Di sicuro però non può essere davvero e profondamente felice chi non è mai stato davvero e profondamente triste. “Quando siete felici, guardate nel fondo del vostro cuore e scoprirete che è proprio ciò che vi ha dato dolore a darvi ora gioia”, ha scritto Khalil Gibran ne “Il Profeta”. Se ci riflettiamo un attimo su, dobbiamo concludere per forza di cose che la scontentezza non è che un vuoto il quale sarebbe facilmente colmato con ciò che più ci manca. Così accade che per il clochard la contentezza è una casa, per il single non appagato l’avere un partner, per il disoccupato il trovare un buon impiego, per il carcerato essere libero. Tuttavia, la felicità è pure e soprattutto realizzazione. Non di un semplice sogno materiale, bensì di ciò che sogniamo di essere. Quindi per l’aspirante scrittore gioia è pubblicare il suo primo libro, per l’aspirante ballerina debuttare in teatro famoso, per l’aspirante attore recitare in un film importante, per l’aspirante genitore diventare padre o madre. E così via. Ecco perché colui il quale non è cosciente di cosa voglia non potrà mai e poi mai versare in uno stato di grazia.
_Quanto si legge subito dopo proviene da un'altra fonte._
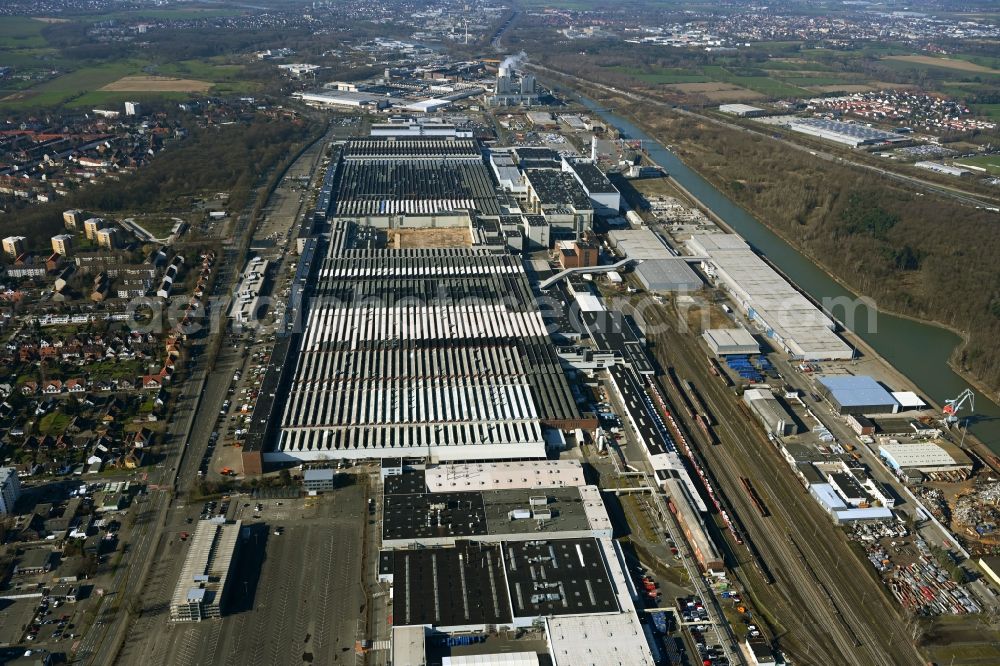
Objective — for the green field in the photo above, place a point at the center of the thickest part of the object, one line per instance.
(21, 32)
(166, 14)
(68, 87)
(762, 84)
(663, 75)
(989, 162)
(988, 110)
(815, 81)
(81, 87)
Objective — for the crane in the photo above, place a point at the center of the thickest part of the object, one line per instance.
(953, 406)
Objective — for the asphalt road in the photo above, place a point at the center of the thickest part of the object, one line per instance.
(827, 602)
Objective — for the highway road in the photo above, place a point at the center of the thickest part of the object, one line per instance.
(191, 422)
(979, 201)
(829, 605)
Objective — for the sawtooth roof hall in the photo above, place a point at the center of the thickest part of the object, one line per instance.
(437, 352)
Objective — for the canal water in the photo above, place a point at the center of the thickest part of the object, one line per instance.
(920, 351)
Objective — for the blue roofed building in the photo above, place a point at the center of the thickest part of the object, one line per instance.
(857, 394)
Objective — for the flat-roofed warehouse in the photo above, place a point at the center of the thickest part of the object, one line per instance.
(439, 353)
(598, 640)
(788, 318)
(857, 394)
(729, 341)
(926, 457)
(639, 244)
(851, 134)
(415, 516)
(742, 110)
(204, 579)
(671, 274)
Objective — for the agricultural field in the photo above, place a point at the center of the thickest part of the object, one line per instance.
(21, 32)
(716, 92)
(108, 83)
(663, 75)
(156, 84)
(764, 85)
(988, 110)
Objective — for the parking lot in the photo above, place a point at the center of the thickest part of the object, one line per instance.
(296, 591)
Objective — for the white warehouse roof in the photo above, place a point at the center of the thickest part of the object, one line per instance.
(498, 659)
(613, 639)
(504, 475)
(731, 341)
(639, 244)
(919, 455)
(787, 316)
(668, 274)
Tra chiusure, impedimenti, limitazioni, divieti, crescita di disoccupazione, povertà assoluta, fallimenti, oggi è più difficile che mai essere felici dal momento che si è ridotto lo spazio esistenziale riservato ai sogni, alla socializzazione e persino alle emozioni per effetto dell’affermazione del positivismo della razionalità della scienza a scapito di queste ultime. L’unica emozione oggi ammessa (e fin troppo diffusa) è la paura, che si muta di frequente in terrore: terrore del virus, terrore della malattia, terrore della morte, terrore addirittura del vaccino, terrore nei confronti di un futuro che si presenta ai nostri occhi nebuloso più che mai. Se fino allo scorso anno, di questi tempi, traboccavamo di speranza, oggi trabocchiamo di rabbia e insofferenza e disperazione.
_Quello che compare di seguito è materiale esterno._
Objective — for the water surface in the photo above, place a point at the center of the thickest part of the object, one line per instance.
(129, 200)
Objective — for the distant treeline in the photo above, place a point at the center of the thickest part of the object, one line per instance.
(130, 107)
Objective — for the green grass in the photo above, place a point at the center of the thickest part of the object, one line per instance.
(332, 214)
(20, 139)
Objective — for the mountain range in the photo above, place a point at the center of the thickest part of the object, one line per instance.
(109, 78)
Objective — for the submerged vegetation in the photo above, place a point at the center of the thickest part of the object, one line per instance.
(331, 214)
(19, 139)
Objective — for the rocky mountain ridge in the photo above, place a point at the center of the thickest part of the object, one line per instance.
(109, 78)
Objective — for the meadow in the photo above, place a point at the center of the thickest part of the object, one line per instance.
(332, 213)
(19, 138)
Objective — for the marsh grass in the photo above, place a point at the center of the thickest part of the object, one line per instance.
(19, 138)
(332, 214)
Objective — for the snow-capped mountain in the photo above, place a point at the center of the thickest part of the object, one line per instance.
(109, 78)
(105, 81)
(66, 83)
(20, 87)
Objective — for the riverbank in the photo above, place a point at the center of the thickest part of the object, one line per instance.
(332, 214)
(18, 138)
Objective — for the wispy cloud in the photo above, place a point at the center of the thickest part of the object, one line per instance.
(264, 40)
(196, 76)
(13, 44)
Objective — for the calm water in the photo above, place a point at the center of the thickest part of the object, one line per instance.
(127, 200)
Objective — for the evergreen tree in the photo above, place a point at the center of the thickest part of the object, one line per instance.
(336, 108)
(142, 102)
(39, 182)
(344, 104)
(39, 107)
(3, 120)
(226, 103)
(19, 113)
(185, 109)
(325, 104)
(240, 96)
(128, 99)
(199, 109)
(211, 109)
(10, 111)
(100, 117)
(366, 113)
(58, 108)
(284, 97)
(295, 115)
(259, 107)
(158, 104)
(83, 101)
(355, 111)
sabato scorso è stata celebrata in tutto il mondo la giornata della Felicità ed essa non è stata mai tanto triste. I sondaggi confermano ciò che si respira nell’aria: più di un italiano su due (ovvero il 55,5%) è scontento, la infelicità massima è concentrata in particolare in Campania, Sicilia e Lazio (analisi Uecoop). Ecco ci qui, tutti imprigionati tra le mura domestiche, con il pigiama o la tuta e le nostre facce patibolari. Di impastare il pane e cantare al balcone siamo stufi, delle promesse che ci giungono dal governo altrettanto, non ci crediamo più. “Grazie al cavolo”, commenterebbero a Oxford. Abbiamo intuito che non possiamo salvarci che da soli, e ci venisse almeno data la possibilità di lavorare, di sollevare le saracinesche, di rimboccarci le maniche! Nemmeno quella. Eppure solamente nella fatica, nel sudore e nell’impegno l’uomo trova la sua felicità, la quale non risiede in ciò che gli viene concesso come elemosina dall’organismo statale, bensì in ciò che egli stesso riesce a creare. Ed è tale individuale operazione di perseguimento del proprio interesse e della propria felicità, secondo l’economista Adam Smith, padre del liberismo, a condurre – inevitabilmente – all’ottenimento dell’interesse e della felicità collettivi.